IN SPITE OF WHAT Dr. Alice Elkinson thought, Dr. Kenneth Crockett didn’t always go rock-climbing with Jack Carroll. Sometimes he went on his own, which was what he had done this morning. He knew he shouldn’t. The first thing he taught the new people who joined the Climbing Club was never to go up anything you needed pitons for on your own. Even Sir Edmund Hilary had gotten into trouble on climbs. Everybody did. Everybody got tired. Everybody got sick. Everybody got stupid once in a while. It was the iron law of human nature, the flip side of Socrates’s old know thyself. Never trust yourself. That was the ticket.

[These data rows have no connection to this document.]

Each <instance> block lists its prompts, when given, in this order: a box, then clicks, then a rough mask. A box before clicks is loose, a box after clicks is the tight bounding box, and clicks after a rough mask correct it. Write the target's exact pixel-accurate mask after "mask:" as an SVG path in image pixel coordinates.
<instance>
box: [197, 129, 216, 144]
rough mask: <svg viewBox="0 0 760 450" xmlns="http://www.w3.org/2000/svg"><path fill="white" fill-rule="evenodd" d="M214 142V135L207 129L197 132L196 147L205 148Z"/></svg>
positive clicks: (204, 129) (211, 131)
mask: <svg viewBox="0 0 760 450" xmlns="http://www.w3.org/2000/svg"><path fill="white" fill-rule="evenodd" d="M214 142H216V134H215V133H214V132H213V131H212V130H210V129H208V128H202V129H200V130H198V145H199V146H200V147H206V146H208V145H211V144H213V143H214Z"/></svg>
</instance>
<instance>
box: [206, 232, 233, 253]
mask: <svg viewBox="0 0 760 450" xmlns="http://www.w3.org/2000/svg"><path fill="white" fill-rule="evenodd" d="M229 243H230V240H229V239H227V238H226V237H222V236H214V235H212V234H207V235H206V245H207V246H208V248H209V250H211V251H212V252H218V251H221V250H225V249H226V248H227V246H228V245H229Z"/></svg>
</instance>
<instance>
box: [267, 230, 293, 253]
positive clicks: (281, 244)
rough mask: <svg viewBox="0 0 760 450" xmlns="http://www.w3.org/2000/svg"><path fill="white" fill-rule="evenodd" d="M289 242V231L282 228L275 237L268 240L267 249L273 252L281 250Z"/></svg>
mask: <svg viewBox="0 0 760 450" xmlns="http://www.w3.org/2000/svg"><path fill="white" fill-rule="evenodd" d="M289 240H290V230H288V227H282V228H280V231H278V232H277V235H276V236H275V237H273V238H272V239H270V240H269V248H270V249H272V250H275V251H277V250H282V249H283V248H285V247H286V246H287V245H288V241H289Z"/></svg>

Now it was ten minutes to twelve, and he was back, tired and sweaty, sitting on the porch of the log house that served as the Climbing Club’s in-season headquarters. What was below him wasn’t a climb but a walk. The slope was too gentle to feel like anything else to anyone but the most out of shape of amateurs. What was around him was silence. “In season” for the Climbing Club meant the spring, or maybe the very early fall. This late in October, the temperatures were too low and the threat of rain too constant. That was why he was stuck with Jack if he wanted a companion. Jack Carroll was the only other person he knew at Independence College willing to go up Hillman’s Rock at six o’clock in the morning and in a temperature of twelve degrees.